When I knew that I was going to have a double mastectomy and no reconstruction, I went looking for style ideas. I anticipated that my body was going to change pretty dramatically, and I was wondering if my style might need to change a bit, too. My “go to” outfit had been a solid color fit and flare dress, usually with a jacket or cardigan (on an 8-shaped body). I wondered if I would look more of an H-shape after surgery, and in fact I do. (Note – I strongly advocate that you wear whatever you want to! These are just my thoughts. : )
I searched the web (as one does these days!) for style inspiration. One of the common suggestions is to “look for gentle draping, soft ruffles, asymmetrical designs or patterns” on tops or dresses. I was hooked by the idea of pattern on a dress bodice.
I’m a long-time sashiko fan. In part, I am drawn to Japanese design with it’s balance of simplicity and complexity. One of the ideas that has intrigued me for a long time is the pattern that morphs or is incomplete, such as the images above. What has stopped me until now? The books typically have a small sample of the pattern and you have to use graph paper and enlarge the image. However, I found a site that is offering free printable patterns! (Thespruce.com sheet one and sheet two.) That made my plan seem attainable.

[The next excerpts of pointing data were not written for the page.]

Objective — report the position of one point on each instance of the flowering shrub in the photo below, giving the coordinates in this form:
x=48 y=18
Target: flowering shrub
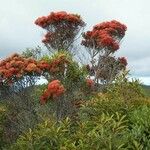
x=54 y=90
x=102 y=42
x=90 y=83
x=16 y=67
x=105 y=36
x=61 y=27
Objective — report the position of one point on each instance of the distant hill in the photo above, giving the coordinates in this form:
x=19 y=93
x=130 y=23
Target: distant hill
x=146 y=89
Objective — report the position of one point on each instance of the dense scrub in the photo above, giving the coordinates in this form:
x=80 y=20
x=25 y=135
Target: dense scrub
x=80 y=106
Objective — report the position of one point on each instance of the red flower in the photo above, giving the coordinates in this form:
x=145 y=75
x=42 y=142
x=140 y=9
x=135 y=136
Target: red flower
x=123 y=61
x=90 y=83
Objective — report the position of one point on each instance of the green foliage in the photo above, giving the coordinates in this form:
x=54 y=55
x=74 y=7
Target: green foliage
x=140 y=128
x=3 y=112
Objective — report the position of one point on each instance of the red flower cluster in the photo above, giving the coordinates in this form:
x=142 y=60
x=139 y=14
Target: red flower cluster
x=123 y=61
x=90 y=83
x=57 y=17
x=16 y=66
x=62 y=28
x=54 y=90
x=105 y=36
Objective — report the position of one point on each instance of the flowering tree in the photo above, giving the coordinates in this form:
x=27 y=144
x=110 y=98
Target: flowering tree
x=101 y=43
x=62 y=29
x=68 y=83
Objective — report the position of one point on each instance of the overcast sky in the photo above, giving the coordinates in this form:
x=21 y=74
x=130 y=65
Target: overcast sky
x=18 y=31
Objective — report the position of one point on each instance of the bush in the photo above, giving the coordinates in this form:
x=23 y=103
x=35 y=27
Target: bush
x=139 y=128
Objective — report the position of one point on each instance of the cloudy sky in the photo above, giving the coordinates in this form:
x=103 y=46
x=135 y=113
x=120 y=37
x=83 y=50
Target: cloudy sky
x=17 y=29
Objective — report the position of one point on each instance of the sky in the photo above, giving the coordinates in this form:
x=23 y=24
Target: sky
x=18 y=31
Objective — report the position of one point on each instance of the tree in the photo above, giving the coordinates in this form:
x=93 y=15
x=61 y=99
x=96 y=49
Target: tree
x=62 y=29
x=101 y=43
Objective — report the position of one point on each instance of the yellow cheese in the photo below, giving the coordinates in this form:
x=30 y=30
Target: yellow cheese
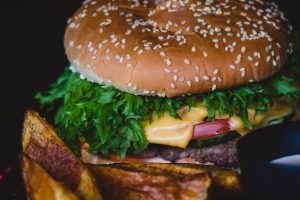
x=261 y=120
x=175 y=132
x=178 y=132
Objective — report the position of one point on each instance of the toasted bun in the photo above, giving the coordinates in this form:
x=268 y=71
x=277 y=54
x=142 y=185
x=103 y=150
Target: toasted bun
x=177 y=47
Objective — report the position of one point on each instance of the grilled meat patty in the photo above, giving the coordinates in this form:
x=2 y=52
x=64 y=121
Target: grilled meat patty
x=223 y=154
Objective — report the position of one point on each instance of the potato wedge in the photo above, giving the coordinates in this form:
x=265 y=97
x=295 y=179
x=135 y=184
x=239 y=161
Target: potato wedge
x=41 y=143
x=40 y=185
x=151 y=181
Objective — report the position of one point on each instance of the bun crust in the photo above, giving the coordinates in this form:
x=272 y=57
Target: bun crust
x=177 y=47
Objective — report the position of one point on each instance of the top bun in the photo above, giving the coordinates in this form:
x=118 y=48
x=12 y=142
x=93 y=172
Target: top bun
x=177 y=47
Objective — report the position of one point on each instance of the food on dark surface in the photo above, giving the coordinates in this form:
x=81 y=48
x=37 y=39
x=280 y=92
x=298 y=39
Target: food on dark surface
x=41 y=143
x=181 y=74
x=40 y=185
x=117 y=181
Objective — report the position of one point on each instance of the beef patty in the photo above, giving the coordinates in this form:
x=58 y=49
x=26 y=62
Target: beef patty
x=223 y=154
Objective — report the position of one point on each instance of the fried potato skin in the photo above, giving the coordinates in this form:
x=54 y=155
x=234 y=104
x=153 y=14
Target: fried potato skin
x=123 y=181
x=40 y=185
x=42 y=144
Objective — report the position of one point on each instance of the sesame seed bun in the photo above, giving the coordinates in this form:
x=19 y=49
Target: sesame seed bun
x=177 y=47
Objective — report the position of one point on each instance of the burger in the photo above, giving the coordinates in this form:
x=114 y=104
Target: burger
x=177 y=81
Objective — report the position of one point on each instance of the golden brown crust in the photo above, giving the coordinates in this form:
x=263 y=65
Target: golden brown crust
x=40 y=185
x=177 y=47
x=41 y=143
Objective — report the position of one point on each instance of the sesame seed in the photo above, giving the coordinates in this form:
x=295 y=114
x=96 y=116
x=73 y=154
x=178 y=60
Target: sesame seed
x=189 y=83
x=168 y=61
x=71 y=43
x=167 y=70
x=243 y=71
x=194 y=49
x=206 y=78
x=232 y=66
x=187 y=61
x=162 y=53
x=140 y=51
x=214 y=87
x=175 y=78
x=243 y=49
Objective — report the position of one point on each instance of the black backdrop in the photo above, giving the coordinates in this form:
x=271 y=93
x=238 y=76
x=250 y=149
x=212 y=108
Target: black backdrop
x=31 y=57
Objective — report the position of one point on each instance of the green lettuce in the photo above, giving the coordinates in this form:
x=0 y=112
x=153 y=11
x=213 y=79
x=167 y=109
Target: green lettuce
x=111 y=120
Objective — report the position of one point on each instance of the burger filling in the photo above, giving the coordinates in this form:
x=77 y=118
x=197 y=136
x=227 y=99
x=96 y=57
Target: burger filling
x=113 y=123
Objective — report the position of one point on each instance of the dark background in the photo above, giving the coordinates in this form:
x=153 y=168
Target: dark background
x=31 y=57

Additionally, I pinned this page with a variety of tutorials at some point; it was also niggling the back of my mind.
There are many methods for transferring the sashiko design on to fabric, and I used washaway stabilizer for my project. I’m outlining the steps here:
- washaway stabilizer such as what is used in machine embroidery
- sashiko thread and needles (mine were from Stonemountain and Daughter)
- pattern to trace
- pencil or Stabilo aquarellable “pencil”
Create a pattern
Download a pattern from thespruce.com (link above) and paste the image into MS Word. Size the image so that the circle is about 2″ across.
Determine the shape of my bodice front and back to understand where the stitching would be on the dress.

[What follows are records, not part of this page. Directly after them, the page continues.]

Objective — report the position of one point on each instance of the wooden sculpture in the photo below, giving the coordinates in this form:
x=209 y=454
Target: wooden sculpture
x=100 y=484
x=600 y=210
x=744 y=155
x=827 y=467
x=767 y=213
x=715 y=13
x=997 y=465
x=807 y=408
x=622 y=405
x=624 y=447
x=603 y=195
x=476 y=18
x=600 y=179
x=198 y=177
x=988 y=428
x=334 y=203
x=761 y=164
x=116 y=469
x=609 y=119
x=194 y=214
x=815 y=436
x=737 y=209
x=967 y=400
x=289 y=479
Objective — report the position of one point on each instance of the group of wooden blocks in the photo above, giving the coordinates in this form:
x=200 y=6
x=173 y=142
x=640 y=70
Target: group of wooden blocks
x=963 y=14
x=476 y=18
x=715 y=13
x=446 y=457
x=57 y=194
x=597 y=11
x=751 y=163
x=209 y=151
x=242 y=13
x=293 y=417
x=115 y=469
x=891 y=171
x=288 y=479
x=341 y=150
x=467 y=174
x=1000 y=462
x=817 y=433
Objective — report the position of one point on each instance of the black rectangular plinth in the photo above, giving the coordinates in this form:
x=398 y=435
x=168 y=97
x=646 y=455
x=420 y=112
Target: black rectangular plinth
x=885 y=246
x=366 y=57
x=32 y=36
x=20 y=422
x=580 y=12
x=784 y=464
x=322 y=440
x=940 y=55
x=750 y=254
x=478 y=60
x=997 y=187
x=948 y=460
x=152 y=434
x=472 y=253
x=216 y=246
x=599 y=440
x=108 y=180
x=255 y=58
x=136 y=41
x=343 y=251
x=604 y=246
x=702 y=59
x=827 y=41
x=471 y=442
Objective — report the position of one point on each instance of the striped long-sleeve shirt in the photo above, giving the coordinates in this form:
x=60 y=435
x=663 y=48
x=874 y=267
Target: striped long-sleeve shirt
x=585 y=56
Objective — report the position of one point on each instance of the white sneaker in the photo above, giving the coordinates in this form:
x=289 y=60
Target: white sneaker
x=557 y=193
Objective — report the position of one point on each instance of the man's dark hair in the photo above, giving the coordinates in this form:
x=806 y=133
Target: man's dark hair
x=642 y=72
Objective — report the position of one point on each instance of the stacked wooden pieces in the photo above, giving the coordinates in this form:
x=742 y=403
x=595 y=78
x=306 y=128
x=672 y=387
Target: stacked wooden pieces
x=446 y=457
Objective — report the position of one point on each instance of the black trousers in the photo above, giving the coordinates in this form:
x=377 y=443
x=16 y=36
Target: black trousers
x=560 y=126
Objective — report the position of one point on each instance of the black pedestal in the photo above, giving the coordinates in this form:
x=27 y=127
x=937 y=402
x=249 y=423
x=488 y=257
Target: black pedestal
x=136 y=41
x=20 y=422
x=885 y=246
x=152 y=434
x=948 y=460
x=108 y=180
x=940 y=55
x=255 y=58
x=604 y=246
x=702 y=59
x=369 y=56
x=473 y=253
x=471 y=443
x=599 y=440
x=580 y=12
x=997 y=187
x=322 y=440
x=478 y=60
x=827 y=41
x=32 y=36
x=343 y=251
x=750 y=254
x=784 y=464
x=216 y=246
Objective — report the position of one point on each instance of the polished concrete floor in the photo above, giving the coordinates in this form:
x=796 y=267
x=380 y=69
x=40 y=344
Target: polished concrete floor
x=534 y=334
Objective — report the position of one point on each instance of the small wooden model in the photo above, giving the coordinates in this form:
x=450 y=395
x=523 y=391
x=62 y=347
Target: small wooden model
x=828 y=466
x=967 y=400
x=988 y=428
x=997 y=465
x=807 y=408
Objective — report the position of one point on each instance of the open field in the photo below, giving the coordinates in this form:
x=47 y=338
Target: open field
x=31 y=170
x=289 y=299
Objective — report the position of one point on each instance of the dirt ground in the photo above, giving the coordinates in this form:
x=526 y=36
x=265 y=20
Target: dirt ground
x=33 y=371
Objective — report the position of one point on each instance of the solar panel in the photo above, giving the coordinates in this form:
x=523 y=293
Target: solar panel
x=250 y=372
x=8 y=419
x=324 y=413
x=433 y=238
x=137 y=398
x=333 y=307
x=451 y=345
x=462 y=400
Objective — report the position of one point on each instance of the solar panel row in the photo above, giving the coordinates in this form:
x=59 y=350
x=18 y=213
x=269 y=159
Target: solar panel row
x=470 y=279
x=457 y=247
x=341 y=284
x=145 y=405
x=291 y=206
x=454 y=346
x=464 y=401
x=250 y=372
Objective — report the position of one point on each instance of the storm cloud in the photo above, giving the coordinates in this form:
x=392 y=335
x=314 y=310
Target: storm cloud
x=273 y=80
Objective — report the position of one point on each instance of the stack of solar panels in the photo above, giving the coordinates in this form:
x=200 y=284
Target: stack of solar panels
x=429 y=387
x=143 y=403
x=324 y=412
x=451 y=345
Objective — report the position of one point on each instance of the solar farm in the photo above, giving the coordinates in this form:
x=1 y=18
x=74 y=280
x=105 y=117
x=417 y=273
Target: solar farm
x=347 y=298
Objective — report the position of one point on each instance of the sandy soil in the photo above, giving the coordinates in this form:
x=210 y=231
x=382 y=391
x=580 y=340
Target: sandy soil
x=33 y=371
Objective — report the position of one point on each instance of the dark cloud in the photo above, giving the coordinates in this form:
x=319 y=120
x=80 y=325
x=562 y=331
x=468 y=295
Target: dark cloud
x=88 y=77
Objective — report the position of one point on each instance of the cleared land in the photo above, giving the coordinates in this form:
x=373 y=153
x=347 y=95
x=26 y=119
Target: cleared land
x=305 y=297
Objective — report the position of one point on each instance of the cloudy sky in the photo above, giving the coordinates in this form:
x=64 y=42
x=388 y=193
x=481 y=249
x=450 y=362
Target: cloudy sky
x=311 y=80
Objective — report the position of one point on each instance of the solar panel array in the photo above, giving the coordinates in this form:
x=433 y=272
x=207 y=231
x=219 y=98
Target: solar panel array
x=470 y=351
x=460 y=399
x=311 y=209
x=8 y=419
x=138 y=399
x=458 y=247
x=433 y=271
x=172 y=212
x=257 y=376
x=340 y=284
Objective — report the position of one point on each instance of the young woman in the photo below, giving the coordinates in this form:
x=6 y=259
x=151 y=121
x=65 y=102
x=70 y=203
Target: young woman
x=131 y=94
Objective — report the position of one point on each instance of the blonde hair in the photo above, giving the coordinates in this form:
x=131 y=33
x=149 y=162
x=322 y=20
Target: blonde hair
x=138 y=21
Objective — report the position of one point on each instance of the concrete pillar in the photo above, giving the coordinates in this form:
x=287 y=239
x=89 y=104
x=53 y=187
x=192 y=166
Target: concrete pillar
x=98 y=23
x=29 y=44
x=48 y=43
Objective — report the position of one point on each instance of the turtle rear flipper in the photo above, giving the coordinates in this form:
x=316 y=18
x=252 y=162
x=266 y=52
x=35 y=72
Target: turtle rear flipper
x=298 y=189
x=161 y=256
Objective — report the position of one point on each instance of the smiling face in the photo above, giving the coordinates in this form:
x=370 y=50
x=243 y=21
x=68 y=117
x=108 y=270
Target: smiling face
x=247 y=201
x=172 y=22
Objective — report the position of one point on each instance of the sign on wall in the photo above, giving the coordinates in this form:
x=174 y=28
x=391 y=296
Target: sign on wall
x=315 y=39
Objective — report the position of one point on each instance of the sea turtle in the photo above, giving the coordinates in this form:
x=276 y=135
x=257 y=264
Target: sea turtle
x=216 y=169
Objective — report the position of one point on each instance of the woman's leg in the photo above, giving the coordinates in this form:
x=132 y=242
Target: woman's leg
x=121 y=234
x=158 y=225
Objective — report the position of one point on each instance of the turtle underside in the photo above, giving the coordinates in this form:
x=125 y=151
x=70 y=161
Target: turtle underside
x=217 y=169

Put tracing paper over the pattern and drew intended design, using the inspiration of incomplete patterns as a guide. (I also eliminated the straight lines in my design.)

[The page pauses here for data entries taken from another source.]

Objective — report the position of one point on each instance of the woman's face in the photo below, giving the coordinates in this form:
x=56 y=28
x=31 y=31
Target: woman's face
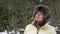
x=39 y=17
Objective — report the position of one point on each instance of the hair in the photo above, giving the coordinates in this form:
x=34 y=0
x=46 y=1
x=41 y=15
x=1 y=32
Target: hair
x=44 y=9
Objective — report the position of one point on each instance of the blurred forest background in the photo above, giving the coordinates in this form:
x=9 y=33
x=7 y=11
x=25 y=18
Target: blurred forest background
x=19 y=13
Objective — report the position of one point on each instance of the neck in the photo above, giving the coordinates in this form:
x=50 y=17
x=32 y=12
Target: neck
x=36 y=25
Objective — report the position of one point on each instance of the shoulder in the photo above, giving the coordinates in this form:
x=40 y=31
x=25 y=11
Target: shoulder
x=51 y=29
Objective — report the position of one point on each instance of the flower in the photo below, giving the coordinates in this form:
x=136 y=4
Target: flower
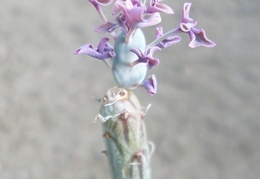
x=197 y=36
x=150 y=85
x=168 y=41
x=133 y=17
x=146 y=57
x=101 y=2
x=155 y=6
x=102 y=52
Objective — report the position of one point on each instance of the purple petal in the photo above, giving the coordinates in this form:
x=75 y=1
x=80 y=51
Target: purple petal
x=101 y=2
x=146 y=58
x=102 y=52
x=169 y=41
x=107 y=27
x=154 y=6
x=159 y=32
x=150 y=19
x=151 y=85
x=186 y=13
x=198 y=38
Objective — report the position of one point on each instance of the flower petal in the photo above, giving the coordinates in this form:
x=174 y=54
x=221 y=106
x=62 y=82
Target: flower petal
x=102 y=52
x=101 y=2
x=146 y=58
x=198 y=38
x=169 y=41
x=155 y=6
x=107 y=27
x=151 y=85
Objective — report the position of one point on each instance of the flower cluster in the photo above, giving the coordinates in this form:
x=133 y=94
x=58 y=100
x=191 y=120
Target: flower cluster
x=130 y=56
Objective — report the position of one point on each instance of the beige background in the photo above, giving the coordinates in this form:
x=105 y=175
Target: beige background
x=204 y=119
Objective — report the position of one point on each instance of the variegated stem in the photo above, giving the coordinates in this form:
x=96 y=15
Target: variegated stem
x=124 y=131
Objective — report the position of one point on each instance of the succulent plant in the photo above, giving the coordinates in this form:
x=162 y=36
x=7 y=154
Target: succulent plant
x=129 y=58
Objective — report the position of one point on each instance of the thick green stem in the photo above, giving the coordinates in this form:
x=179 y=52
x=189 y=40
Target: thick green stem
x=124 y=131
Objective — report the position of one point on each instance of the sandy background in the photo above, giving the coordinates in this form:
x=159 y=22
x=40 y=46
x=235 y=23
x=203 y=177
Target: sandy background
x=204 y=119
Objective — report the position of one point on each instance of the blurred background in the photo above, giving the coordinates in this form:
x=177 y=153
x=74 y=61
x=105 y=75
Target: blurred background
x=204 y=119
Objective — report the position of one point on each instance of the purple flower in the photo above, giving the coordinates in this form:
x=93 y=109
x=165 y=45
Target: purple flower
x=107 y=27
x=155 y=6
x=102 y=52
x=167 y=41
x=146 y=58
x=101 y=2
x=151 y=85
x=135 y=17
x=197 y=36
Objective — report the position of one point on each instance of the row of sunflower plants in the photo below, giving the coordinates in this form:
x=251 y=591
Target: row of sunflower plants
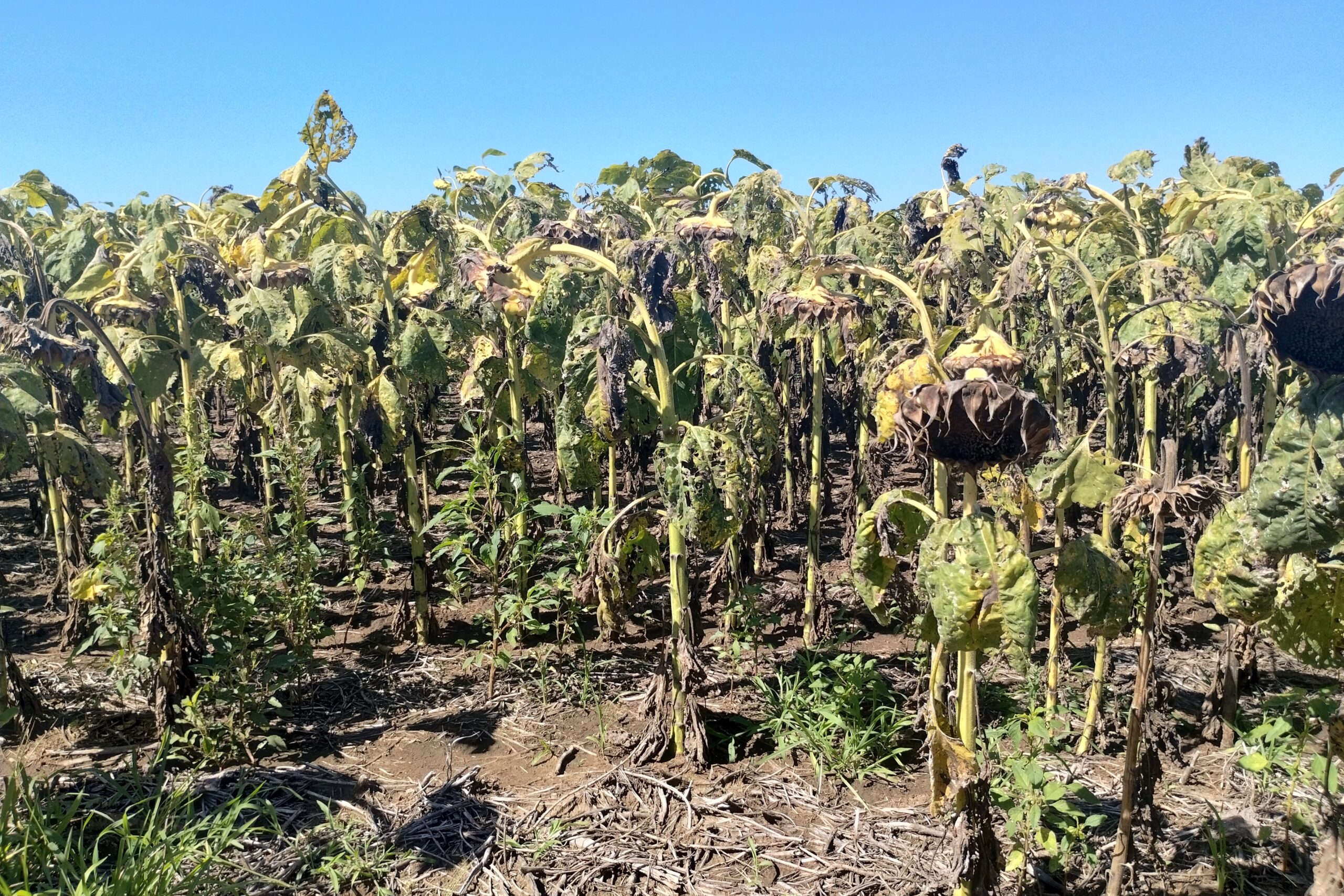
x=1042 y=385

Transferred the pattern onto the stabilizer, using the Stabilo pencil. (A regular pencil didn’t work so well.)
Stitching onto my dress
Cut out my dress and basted the sashiko pattern onto the bodice.
Used directions from Sarah as best I could to follow the rules for sashiko stitching. It was a challenge since I was stitching onto knit fabric and I chose a curved design for my first one!
Sneak peek at my back bodice
The design is tilted, but I decided to go for it. The front will be more like the traditional horizontal/vertical axis.